What is the coefficient of variation?

12

I sometimes wonder whether some functions and options in SAS software ever get used. Last week I was reviewing new features that were added to SAS/IML 13.1. One of the new functions is the CV function, which computes the sample coefficient of variation for data.

Maybe it is just me, but when I compute descriptive statistics for univariate data, the coefficient of variation is not a statistic that I look at. I don't think my undergraduate statistics course even mentioned the coefficient of variation (CV). I first encountered the idea many years later when learning about distribution theory.

The CV is a simple idea. For a distribution, the coefficient of variation is the ratio of the standard deviation to the mean: CV = σ/μ. You can estimate the coefficient of variation from a sample by using the ratio of the sample standard deviation and the sample mean, usually multiplied by 100 so that it is on the percent scale. This ratio is also known as the relative standard deviation when the data are positive.

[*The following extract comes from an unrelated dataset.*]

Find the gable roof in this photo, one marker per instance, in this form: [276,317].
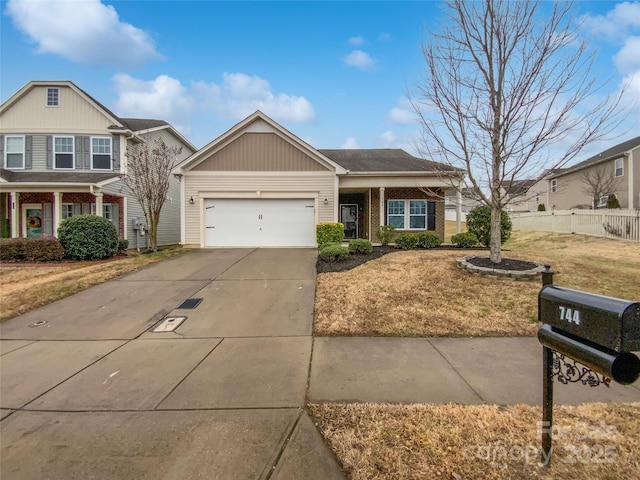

What does the coefficient of variation mean?

The coefficient of variation is a dimensionless quantity. As such, it provides a measure of the variability of a sample without reference to the scale of the data.

Suppose I tell two people to measure the heights of some plants. The first person reports that the average height is 1.2 meters, with a standard deviation of 0.275 meters. The second person measures the same plants in centimeters. She reports that the average height is 120 centimeters, with a standard deviation of 27.5 centimeters. Obviously, these are the same answers, but one person reports a standard deviation of 0.275 (which sounds small) whereas the other person reports a standard deviation of 27.2 (which sounds big). The coefficient of variation comes to the rescue: for both sets of measurements the coefficient of variation is 22.9.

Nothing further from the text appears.